In the Soviet Union reactions to the new policies were different. Reform policies shocked traditional power in the party, economy, and society. Some things undermined the Soviet Union’s authoritarian structures, such as, freedoms of assembly, speech, and religion, the right to strike, and multicandidate elections. But bitter inter-ethnic, economic, and social injustice led to strikes and created more crime rates.

Gorbachev helped by establishing a market economy. This helped encourage limited private ownership, industry and agriculture. But the Communist control system for power and privilege were saved and new policies did not help economically. Instead, lines got longer for goods in the stores, and strikes claimed lives. This happened mostly in Caucasus and Baltic states.

A conference in Leningrad (October, 1990), demanded heavy changes in Gorbachev’s policy of perestroika. Participants in the conference accused Gorbachev of wanting to restore capitalism in the Soviet Union. Resolution by the Society (October 28, 1990,) showed their lack of confidence in the policies of Gorbachev as General Secretary of the Central Committee.

In December of 1991, something stunned the world. The reason behind this was the Soviet Union disintegrated into 15 separate countries. Its collapse was addressed as a victory for freedom, a celebration of democracy over totalitarianism, and evidence of capitalism over socialism. The United States exulted as the USSR was brought down (this ended the Cold War). The downfall of the USSR helped transform the worlds political situation. Which lead to a complete renewal of political, economic and military alliances all over the world.

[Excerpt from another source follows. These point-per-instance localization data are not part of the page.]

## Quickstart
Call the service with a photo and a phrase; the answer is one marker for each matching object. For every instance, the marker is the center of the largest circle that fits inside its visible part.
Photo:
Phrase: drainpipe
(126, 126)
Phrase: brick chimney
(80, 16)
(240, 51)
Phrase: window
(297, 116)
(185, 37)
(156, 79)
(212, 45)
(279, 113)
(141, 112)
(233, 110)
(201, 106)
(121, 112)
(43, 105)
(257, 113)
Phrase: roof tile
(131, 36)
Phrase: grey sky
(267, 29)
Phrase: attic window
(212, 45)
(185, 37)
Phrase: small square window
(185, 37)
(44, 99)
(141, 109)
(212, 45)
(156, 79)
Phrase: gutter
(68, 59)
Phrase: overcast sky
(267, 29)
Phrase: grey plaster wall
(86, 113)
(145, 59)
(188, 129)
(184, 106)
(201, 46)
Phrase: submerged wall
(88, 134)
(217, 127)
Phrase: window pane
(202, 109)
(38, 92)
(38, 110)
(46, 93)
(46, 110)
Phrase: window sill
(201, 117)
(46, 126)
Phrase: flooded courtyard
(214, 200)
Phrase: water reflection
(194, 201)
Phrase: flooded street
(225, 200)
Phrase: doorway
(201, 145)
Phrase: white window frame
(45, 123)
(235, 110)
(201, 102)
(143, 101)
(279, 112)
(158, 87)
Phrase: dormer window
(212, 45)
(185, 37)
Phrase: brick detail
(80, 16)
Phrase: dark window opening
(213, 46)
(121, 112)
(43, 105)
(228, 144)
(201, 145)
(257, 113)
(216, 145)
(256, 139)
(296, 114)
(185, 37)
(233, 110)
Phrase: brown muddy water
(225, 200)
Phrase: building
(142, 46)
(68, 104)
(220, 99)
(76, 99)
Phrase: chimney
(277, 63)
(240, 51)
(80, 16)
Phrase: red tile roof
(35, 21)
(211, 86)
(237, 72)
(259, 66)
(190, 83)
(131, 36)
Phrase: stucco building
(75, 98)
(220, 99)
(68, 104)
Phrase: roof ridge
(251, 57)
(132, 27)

After the Bolshevik Revolution (1917), the government developed a philosophy of socialism and the transition to Communism. What the Bolsheviks created was supposed to overcome national differences and was supposed to create one imposing state based on an economic and political system. This state (built on a Communist ideology), was eventually transformed into where the Communist leadership had complete control over the country.

In conclusion, what happened over the 52 years did have an impact on Russian ideology. Russian ideology is manly made of how they were determined to achieve communism. The Ideology of the USSR was developed by theories, policies and political people. As showed throughout this paper there were many instances that proved the communist ideology of Russians.